U.S.-Peru trade agreement

In February 2016, as reported in the Financial Times, a Connecticut-based hedge fund filed a "Notice of Intent to Commence Arbitration Under the US-Peru Trade Agreement". Gramercy Funds Management filed this claim for $1.3 billion against Peru with respect to an alleged refusal to repay defaulted local bonds (agrarian reform bonds) at a reasonable rate.

Helms-Burton Act

The Helms-Burton Act (108 Stat. 475, of Chapter 32 –Foreign Assistance) is a United States federal law enacted as an amendment in 1994 under the U.S. Foreign Assistance Act of 1961. A key purpose of the act is to protect the property rights of U.S. nationals by prohibiting recognition of a government that has not provided compensation for U.S. certified claims against confiscated property, including expropriated land. It has commonly been associated with U.S.-Cuban relations, as it has been used in practice following the expropriation of property formerly owned by Cubans who have since become U.S. citizens. In the case of Cuba, property was expropriated “without the property having been returned or adequate and effective compensation provided,” which directly triggered the use of sanctions by the U.S. government against the country.

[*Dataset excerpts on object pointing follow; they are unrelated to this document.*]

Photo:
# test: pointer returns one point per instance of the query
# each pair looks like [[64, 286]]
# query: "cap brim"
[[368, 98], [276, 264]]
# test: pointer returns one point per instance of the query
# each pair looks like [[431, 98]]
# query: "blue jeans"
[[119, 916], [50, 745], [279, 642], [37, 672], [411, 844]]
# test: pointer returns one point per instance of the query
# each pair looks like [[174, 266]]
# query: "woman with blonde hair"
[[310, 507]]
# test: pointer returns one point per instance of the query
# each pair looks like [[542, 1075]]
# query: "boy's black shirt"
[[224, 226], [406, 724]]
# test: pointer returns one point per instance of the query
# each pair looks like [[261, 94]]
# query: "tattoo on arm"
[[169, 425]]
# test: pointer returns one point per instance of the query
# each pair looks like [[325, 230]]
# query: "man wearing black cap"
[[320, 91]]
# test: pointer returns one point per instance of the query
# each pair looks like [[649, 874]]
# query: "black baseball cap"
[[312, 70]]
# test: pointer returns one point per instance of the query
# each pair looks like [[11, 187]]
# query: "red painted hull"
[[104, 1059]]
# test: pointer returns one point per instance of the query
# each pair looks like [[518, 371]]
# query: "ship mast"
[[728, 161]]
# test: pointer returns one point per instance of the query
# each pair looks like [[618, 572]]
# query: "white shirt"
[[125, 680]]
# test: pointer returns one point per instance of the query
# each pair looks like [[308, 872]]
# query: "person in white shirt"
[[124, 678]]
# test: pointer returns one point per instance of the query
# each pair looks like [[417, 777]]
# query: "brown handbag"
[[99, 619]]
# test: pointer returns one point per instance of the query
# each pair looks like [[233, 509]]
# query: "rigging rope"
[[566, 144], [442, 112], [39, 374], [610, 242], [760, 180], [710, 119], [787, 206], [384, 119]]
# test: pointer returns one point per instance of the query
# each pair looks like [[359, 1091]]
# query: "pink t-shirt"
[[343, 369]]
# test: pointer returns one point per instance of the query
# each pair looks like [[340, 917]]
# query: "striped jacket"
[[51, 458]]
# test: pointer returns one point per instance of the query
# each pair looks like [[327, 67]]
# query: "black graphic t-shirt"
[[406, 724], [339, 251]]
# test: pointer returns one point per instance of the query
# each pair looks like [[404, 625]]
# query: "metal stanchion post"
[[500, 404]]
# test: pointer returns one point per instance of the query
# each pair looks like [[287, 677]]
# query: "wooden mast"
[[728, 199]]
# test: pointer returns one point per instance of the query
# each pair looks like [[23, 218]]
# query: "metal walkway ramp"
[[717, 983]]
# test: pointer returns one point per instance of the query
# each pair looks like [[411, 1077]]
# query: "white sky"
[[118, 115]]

According to the 1994 Helms-Burton Amendment, if the property of U.S. citizens is expropriated by another country without receiving “adequate and effective compensation” in accordance with “international law,” no further U.S. foreign aid is legally permitted. The amendment also requires that U.S. Executive Directors of each multilateral bank to vote against any loans to such expropriating country. The holders of Peruvian agrarian reform bonds include descendants of expropriated Peruvian landowners that have since become U.S. citizens. While the amendment is not currently being applied to the government of Peru, a review of the situation of U.S. citizens holding agrarian reform bonds fits squarely under an application of the Helms-Burton Amendment as bondholders await a fair compensation.

=== Implications for multilateral organizations ===

Organisation for Economic Co-operation and Development (OECD)

The OECD is an intergovernmental economic organization to which countries apply for membership upon commitment to democracy and the market economy. Peru has expressed an eagerness to become a member of the OECD, stressing a friendly climate for investors. While Peru participates in OECD bodies, guidelines and legal Instruments, it is not currently a member and has not yet received a formal invitation to apply. However, the current administration has signaled a strong interest in becoming a full member. OECD members must enforce the rule of law, develop and support democratic institutions, support free markets and allow unrestricted access to foreign investors. Noting Peru's current dispute with holders of agrarian reform bonds, Peru's failure to repay runs counter to the OECD's commitment to the rule of law, sound debt management, free markets and unrestricted access by foreign investors as embodied in OECD principles, guidelines and rules. Additionally, Peru's failure to report the outstanding debt to the U.S. Securities and Exchange Commission or International Monetary Fund does not adhere to the OECD's leading practices for reporting public debt and runs counter to the OECD's commitment to transparency standards. Irregularities surrounding the Constitutional Tribunal’s 2013 decision conflict with the OECD's commitment to the rule of law, including public pressure from then President Humala prior to the decision, and the use of white-out to alter court decisions. To date, Peru has neither denied nor condemned the procedural irregularities associated with the Constitutional Tribunal's July 2013 decision, nor has the Constitutional Tribunal or the Executive Branch taken any steps to remedy or address the forgery. The altered decision still exists on the Constitutional Tribunal's website and its proposed dollarization methodology is still being relied upon as a method of payment in subsequent decrees. Prior to accession to the OECD, Peru must seek to resolve its outstanding agrarian bond debt to be in compliance with OECD standards.